Built for applications that require natural, human-like vocalization, this model produces speech with semantic tokens and global prosody control using BiCodec detokenization.
🧾 Model Details
- Base:
suno-ai/spark-tts
- Dataset:
deepvk/NonverbalTTS
- Architecture: Causal Language Model + BiCodec for audio token generation
- Language: English
- Voice: Single-speaker (no multi-speaker conditioning)
🛠 Installation
To run this model, install the required dependencies:
pip install --no-deps bitsandbytes accelerate xformers==0.0.29.post3 peft trl triton cut_cross_entropy unsloth_zoo
pip install sentencepiece protobuf "datasets>=3.4.1,<4.0.0" "huggingface_hub>=0.34.0" hf_transfer
pip install --no-deps unsloth
git clone https://github.com/SparkAudio/Spark-TTS
pip install omegaconf einx
🚀 Inference Code
import torch
import re
import numpy as np
from typing import Dict, Any
import torchaudio.transforms as T
from unsloth import FastModel
import sys
sys.path.append('Spark-TTS')
from sparktts.models.audio_tokenizer import BiCodecTokenizer
from huggingface_hub import snapshot_download
# Download model and code
snapshot_download("yasserrmd/SparkNV-Voice", local_dir = "SparkNV-Voice")

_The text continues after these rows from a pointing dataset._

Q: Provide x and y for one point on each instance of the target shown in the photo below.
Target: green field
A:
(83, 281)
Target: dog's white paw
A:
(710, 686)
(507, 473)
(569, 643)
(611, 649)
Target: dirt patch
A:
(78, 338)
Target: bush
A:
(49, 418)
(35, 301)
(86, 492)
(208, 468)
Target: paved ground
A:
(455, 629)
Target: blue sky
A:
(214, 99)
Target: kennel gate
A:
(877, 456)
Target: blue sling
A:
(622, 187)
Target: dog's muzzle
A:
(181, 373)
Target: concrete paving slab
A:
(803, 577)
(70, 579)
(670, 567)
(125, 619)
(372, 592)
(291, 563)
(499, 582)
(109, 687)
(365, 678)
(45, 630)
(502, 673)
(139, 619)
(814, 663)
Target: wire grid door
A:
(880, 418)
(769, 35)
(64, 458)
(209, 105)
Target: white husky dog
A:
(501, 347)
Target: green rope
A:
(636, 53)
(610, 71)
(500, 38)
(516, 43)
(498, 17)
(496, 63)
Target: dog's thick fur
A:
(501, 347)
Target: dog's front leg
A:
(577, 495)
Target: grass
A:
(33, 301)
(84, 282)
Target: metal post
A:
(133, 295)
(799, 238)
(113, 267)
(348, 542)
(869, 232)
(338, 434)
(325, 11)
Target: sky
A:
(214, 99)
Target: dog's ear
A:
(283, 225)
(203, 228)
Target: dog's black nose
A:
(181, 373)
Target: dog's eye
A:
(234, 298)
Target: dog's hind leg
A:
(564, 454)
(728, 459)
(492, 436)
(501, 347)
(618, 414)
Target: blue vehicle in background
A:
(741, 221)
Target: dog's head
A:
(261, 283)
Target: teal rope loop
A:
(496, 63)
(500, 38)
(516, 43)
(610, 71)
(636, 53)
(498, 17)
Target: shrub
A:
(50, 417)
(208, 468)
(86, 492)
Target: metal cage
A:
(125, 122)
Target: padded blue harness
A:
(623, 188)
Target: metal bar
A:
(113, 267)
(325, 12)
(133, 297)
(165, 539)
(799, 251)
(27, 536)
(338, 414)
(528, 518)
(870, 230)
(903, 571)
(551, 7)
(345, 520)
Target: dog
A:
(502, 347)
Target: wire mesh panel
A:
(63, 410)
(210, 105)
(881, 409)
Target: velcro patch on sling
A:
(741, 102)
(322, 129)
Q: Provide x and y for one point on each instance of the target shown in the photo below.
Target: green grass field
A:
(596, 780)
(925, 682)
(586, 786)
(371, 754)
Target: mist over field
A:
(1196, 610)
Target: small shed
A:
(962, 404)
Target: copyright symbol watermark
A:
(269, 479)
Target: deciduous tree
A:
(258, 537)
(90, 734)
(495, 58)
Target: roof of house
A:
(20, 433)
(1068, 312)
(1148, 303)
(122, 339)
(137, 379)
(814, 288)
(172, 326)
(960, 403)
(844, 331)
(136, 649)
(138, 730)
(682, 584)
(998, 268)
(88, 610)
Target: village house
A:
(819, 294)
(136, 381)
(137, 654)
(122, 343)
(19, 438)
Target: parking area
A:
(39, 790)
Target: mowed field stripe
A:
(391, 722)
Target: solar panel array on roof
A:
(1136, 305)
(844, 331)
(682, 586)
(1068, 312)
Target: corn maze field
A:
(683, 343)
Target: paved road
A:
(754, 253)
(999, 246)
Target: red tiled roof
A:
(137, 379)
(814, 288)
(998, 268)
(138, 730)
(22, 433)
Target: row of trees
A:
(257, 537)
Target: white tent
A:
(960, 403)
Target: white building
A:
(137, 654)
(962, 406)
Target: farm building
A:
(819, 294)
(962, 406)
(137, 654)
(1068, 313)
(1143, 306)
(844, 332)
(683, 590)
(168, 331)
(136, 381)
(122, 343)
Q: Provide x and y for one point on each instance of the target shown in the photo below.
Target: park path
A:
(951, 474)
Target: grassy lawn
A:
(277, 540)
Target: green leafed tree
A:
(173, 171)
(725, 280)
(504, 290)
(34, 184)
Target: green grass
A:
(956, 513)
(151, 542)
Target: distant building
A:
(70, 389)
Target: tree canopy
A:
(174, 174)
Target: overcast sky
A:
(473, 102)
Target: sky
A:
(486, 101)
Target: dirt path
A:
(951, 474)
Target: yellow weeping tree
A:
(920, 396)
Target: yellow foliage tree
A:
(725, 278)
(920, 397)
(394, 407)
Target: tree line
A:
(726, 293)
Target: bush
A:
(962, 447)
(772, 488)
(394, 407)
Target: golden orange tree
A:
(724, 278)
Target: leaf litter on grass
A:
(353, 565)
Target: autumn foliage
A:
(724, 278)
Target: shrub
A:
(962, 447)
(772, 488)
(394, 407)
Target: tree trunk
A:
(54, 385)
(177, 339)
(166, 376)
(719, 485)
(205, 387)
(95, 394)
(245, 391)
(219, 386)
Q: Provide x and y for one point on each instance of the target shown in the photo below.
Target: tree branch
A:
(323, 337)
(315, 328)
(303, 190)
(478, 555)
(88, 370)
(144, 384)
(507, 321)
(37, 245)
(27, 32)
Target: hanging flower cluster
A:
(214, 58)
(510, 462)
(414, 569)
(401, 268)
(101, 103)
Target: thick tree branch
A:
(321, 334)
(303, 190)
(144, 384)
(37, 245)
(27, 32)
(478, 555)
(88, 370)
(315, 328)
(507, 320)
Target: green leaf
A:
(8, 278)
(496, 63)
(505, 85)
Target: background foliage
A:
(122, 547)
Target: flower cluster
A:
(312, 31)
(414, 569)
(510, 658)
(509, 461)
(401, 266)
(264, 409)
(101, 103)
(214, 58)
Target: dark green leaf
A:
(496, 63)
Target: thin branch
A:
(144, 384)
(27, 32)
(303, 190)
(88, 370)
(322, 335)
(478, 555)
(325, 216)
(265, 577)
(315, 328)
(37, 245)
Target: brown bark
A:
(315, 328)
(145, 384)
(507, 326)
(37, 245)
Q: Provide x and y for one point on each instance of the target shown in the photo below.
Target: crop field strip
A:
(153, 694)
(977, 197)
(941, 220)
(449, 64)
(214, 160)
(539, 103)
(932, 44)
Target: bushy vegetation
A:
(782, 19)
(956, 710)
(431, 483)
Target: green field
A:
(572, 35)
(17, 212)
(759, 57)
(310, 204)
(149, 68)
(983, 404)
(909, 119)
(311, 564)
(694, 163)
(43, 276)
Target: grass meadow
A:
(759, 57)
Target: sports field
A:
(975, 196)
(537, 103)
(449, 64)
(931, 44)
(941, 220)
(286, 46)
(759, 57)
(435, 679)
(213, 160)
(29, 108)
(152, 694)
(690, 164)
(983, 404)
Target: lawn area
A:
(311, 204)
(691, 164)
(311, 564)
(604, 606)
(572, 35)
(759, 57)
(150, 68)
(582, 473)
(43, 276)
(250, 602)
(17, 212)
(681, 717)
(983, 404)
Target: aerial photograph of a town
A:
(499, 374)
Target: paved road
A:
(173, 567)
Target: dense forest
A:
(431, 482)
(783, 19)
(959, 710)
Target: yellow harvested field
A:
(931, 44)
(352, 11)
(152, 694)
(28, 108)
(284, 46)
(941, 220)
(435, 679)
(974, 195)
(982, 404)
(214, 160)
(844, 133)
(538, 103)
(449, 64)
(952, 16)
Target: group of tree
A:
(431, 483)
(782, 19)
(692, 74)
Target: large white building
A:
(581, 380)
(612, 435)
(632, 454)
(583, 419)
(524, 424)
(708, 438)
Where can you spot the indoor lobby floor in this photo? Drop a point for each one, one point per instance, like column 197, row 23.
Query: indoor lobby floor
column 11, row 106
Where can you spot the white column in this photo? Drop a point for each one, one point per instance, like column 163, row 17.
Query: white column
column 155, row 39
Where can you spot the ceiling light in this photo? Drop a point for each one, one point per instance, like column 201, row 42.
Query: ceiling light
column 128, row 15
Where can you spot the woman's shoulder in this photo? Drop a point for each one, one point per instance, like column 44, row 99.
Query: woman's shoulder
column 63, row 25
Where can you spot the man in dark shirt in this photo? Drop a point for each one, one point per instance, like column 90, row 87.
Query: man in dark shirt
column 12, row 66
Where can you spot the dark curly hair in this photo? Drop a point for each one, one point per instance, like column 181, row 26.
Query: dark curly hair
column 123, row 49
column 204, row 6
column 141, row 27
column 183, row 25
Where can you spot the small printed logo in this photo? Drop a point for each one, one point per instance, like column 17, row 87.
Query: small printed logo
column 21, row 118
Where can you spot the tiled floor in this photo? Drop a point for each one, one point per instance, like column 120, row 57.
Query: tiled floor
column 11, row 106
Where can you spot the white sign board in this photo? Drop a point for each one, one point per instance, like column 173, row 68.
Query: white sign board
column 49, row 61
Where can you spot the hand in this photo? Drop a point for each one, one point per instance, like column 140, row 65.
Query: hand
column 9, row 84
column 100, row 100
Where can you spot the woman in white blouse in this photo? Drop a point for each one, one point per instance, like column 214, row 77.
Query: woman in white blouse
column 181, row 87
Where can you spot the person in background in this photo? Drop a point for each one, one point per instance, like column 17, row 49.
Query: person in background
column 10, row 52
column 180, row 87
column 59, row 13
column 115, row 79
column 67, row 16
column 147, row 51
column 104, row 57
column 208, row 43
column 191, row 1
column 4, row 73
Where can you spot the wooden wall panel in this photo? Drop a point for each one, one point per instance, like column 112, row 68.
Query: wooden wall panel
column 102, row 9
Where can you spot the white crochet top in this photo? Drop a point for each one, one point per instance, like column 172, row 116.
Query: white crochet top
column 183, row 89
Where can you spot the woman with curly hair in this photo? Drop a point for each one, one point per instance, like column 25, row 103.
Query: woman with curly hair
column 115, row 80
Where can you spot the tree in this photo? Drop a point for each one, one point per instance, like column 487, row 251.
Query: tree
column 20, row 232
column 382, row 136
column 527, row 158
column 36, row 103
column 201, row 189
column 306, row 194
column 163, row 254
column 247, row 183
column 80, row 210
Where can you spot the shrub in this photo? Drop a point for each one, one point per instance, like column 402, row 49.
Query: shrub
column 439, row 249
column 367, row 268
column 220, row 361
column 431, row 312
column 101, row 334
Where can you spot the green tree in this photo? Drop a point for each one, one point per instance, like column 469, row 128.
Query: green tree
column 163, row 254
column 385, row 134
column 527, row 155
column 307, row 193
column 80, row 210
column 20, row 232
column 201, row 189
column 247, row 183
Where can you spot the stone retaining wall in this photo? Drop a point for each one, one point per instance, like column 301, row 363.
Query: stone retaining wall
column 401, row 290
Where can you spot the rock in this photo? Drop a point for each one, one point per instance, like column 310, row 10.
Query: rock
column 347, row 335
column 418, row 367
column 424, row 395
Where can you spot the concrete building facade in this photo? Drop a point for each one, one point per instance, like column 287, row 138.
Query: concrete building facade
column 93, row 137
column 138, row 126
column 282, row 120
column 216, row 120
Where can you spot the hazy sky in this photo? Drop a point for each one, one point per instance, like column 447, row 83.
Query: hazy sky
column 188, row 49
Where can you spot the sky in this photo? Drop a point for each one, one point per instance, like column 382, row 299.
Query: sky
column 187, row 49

max_seq_length = 2048 # Choose any for long context!
model, tokenizer = FastModel.from_pretrained(
model_name = "SparkNV-Voice",
max_seq_length = max_seq_length,
dtype = torch.float32, # Spark seems to only work on float32 for now
full_finetuning = True, # We support full finetuning now!
load_in_4bit = False,
#token = "hf_...", # use one if using gated models like meta-llama/Llama-2-7b-hf
)
FastModel.for_inference(model) # Enable native 2x faster inference
audio_tokenizer = BiCodecTokenizer("SparkNV-Voice", "cuda")
audio_tokenizer.model.to("cuda")
input_text = "Hey there, my name is Yasser, and I'm a 🌬️ speech generation model that can sound like a person."
chosen_voice = None # None for single-speaker
@torch.inference_mode()
def generate_speech_from_text(
text: str,
temperature: float = 0.8, # Generation temperature
top_k: int = 50, # Generation top_k
top_p: float = 1, # Generation top_p
max_new_audio_tokens: int = 2048, # Max tokens for audio part
device: torch.device = torch.device("cuda" if torch.cuda.is_available() else "cpu")
) -> np.ndarray:
"""
Generates speech audio from text using default voice control parameters.
Args:
text (str): The text input to be converted to speech.
temperature (float): Sampling temperature for generation.
top_k (int): Top-k sampling parameter.
top_p (float): Top-p (nucleus) sampling parameter.
max_new_audio_tokens (int): Max number of new tokens to generate (limits audio length).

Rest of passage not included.